David Pocock is nowhere to be found because Henderson has illegitimately driven the Wallabies most important cog out of the ruck and behind the try line. Pocock misses the chance to make the tackle because he was admonishing the big Ulster lock.

“I was taken out five metres off the ball, I am the cover,” Pocock appeals to Jérôme Garcès.

Michael Cheika was livid afterwards – "We were penalised for doing that against New Zealand" – as karma kindly revisits Ireland. Fear not Cheiks, Jaco Peyper is in Twickenham next Saturday.

37 minutes: Australia are disgusted with the 17-0 deficit and go straight at Ireland. Ringrose grounds Folau and gets a saving hand in to deny Hodge a try-scoring offload. This becomes his game.

71 mins: Kuridrani gets a clean run at Ringrose who holds strong in reverse until van der Flier and Best form the maul and win an Irish scrum. Red-faced, he's scooped up and hugged by Cian Healy.

76 minutes: Ringrose belts into Dane Haylett-Petty, slowing him in the Australian 22.

Schmidt: “You cannot fault Garry for doing a great job, and he has done a great job but where their big boys really started running we did not quite have the firepower to stand square on the line and knock them back, where Henshaw has done that for us superbly.”

Still 76 minutes: Joey Carbery gets hammered to ground by Hooper after impressive high fielding. The Wallabies pile through but Ringrose appears from the ruck with ball in hand only to scuff his kick straight at Folau.

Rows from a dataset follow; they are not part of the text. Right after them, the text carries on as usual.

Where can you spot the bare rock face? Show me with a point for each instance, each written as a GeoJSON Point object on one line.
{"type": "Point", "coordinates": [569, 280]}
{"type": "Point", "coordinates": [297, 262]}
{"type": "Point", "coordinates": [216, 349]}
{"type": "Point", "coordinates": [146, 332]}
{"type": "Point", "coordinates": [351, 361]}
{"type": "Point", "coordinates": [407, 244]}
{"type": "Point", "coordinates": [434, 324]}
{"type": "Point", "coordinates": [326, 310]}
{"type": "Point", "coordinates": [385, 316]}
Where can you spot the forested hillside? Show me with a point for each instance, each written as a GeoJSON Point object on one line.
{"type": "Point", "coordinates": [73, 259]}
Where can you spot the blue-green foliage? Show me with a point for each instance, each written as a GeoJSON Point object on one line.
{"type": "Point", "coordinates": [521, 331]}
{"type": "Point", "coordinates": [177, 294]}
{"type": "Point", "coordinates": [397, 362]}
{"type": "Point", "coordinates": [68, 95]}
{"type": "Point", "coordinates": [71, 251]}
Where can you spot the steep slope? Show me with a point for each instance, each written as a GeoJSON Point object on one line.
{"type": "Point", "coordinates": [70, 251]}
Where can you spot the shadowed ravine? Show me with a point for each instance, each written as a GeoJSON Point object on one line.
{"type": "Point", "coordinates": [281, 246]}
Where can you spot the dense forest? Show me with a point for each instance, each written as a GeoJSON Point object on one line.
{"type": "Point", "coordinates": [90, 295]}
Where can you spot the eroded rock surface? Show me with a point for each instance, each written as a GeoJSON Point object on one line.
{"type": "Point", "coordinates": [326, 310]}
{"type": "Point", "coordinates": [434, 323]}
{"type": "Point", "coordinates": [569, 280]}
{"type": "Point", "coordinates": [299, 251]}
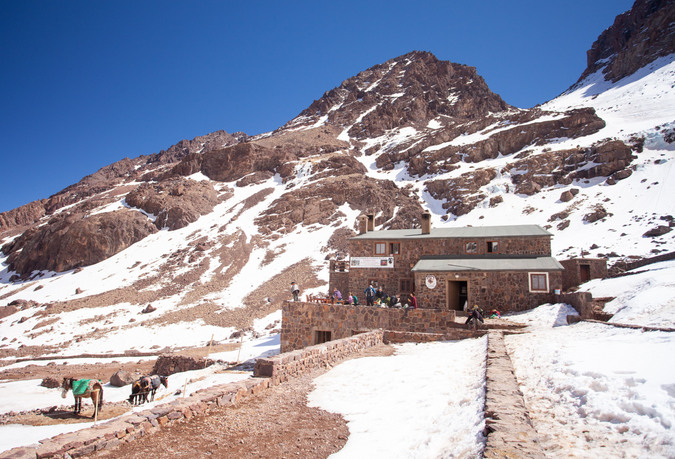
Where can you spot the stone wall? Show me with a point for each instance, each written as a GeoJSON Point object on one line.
{"type": "Point", "coordinates": [295, 363]}
{"type": "Point", "coordinates": [394, 337]}
{"type": "Point", "coordinates": [508, 427]}
{"type": "Point", "coordinates": [572, 274]}
{"type": "Point", "coordinates": [505, 291]}
{"type": "Point", "coordinates": [412, 250]}
{"type": "Point", "coordinates": [339, 277]}
{"type": "Point", "coordinates": [303, 323]}
{"type": "Point", "coordinates": [106, 436]}
{"type": "Point", "coordinates": [166, 365]}
{"type": "Point", "coordinates": [587, 306]}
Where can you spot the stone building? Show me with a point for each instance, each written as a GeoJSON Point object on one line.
{"type": "Point", "coordinates": [509, 268]}
{"type": "Point", "coordinates": [581, 270]}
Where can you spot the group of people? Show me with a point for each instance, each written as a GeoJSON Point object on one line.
{"type": "Point", "coordinates": [477, 313]}
{"type": "Point", "coordinates": [377, 297]}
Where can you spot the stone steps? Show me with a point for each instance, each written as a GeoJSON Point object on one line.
{"type": "Point", "coordinates": [508, 427]}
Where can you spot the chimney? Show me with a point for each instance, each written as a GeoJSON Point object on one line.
{"type": "Point", "coordinates": [363, 224]}
{"type": "Point", "coordinates": [426, 223]}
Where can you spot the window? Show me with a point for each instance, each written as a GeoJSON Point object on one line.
{"type": "Point", "coordinates": [394, 248]}
{"type": "Point", "coordinates": [321, 336]}
{"type": "Point", "coordinates": [538, 282]}
{"type": "Point", "coordinates": [406, 286]}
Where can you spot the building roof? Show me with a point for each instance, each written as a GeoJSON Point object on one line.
{"type": "Point", "coordinates": [448, 263]}
{"type": "Point", "coordinates": [460, 232]}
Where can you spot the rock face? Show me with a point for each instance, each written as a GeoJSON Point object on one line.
{"type": "Point", "coordinates": [409, 90]}
{"type": "Point", "coordinates": [75, 240]}
{"type": "Point", "coordinates": [319, 204]}
{"type": "Point", "coordinates": [432, 120]}
{"type": "Point", "coordinates": [636, 38]}
{"type": "Point", "coordinates": [213, 141]}
{"type": "Point", "coordinates": [175, 203]}
{"type": "Point", "coordinates": [21, 216]}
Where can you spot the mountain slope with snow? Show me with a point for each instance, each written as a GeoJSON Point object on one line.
{"type": "Point", "coordinates": [593, 166]}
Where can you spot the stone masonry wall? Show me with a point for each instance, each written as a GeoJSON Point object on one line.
{"type": "Point", "coordinates": [394, 337]}
{"type": "Point", "coordinates": [106, 436]}
{"type": "Point", "coordinates": [412, 250]}
{"type": "Point", "coordinates": [572, 273]}
{"type": "Point", "coordinates": [505, 291]}
{"type": "Point", "coordinates": [301, 321]}
{"type": "Point", "coordinates": [295, 363]}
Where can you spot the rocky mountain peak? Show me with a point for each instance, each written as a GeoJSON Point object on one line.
{"type": "Point", "coordinates": [636, 38]}
{"type": "Point", "coordinates": [407, 91]}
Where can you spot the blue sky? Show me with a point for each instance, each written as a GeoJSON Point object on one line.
{"type": "Point", "coordinates": [87, 83]}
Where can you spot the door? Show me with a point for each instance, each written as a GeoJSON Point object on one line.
{"type": "Point", "coordinates": [456, 295]}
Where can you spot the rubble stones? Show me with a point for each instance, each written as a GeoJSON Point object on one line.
{"type": "Point", "coordinates": [658, 231]}
{"type": "Point", "coordinates": [121, 378]}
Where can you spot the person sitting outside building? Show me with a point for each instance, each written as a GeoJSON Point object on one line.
{"type": "Point", "coordinates": [295, 291]}
{"type": "Point", "coordinates": [474, 313]}
{"type": "Point", "coordinates": [337, 295]}
{"type": "Point", "coordinates": [370, 295]}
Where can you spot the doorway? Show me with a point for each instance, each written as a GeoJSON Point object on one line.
{"type": "Point", "coordinates": [458, 293]}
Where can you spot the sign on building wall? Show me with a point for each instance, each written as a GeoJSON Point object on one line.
{"type": "Point", "coordinates": [430, 280]}
{"type": "Point", "coordinates": [371, 262]}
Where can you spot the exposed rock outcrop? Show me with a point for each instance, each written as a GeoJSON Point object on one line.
{"type": "Point", "coordinates": [636, 38]}
{"type": "Point", "coordinates": [320, 202]}
{"type": "Point", "coordinates": [175, 203]}
{"type": "Point", "coordinates": [410, 90]}
{"type": "Point", "coordinates": [75, 240]}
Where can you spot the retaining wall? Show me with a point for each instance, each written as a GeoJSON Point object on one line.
{"type": "Point", "coordinates": [395, 337]}
{"type": "Point", "coordinates": [109, 434]}
{"type": "Point", "coordinates": [301, 321]}
{"type": "Point", "coordinates": [282, 367]}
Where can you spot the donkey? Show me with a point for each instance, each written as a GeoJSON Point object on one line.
{"type": "Point", "coordinates": [90, 388]}
{"type": "Point", "coordinates": [139, 390]}
{"type": "Point", "coordinates": [144, 386]}
{"type": "Point", "coordinates": [155, 382]}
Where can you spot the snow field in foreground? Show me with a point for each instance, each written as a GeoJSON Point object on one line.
{"type": "Point", "coordinates": [597, 391]}
{"type": "Point", "coordinates": [425, 401]}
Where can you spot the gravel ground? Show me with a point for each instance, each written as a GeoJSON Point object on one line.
{"type": "Point", "coordinates": [277, 423]}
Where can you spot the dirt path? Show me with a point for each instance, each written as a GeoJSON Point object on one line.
{"type": "Point", "coordinates": [277, 423]}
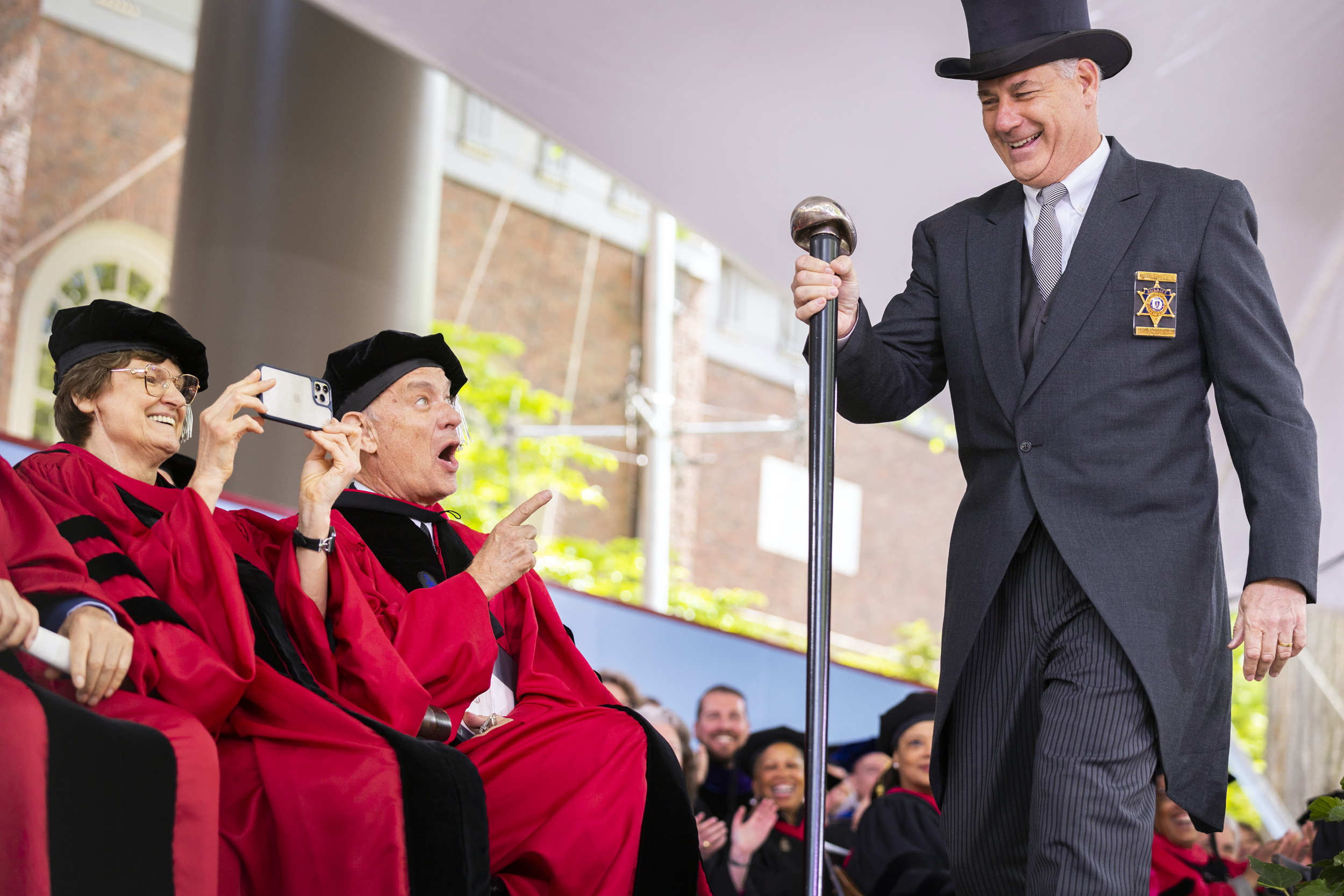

Ireland survive and the wonder is why Ringrose, van der Flier, even Carbery were held off until now. All three effectively arrived on the professional scene in 2016. What reason could there be to not let them off the leash earlier?

"Not if you saw them in the changing room right now," Schmidt explained. "Man, I think it was a needs must . . . Robbie Henshaw would have been playing at 12 and Henshaw was unbelievable in Chicago and I think that one man's misfortune is another man's opportunity."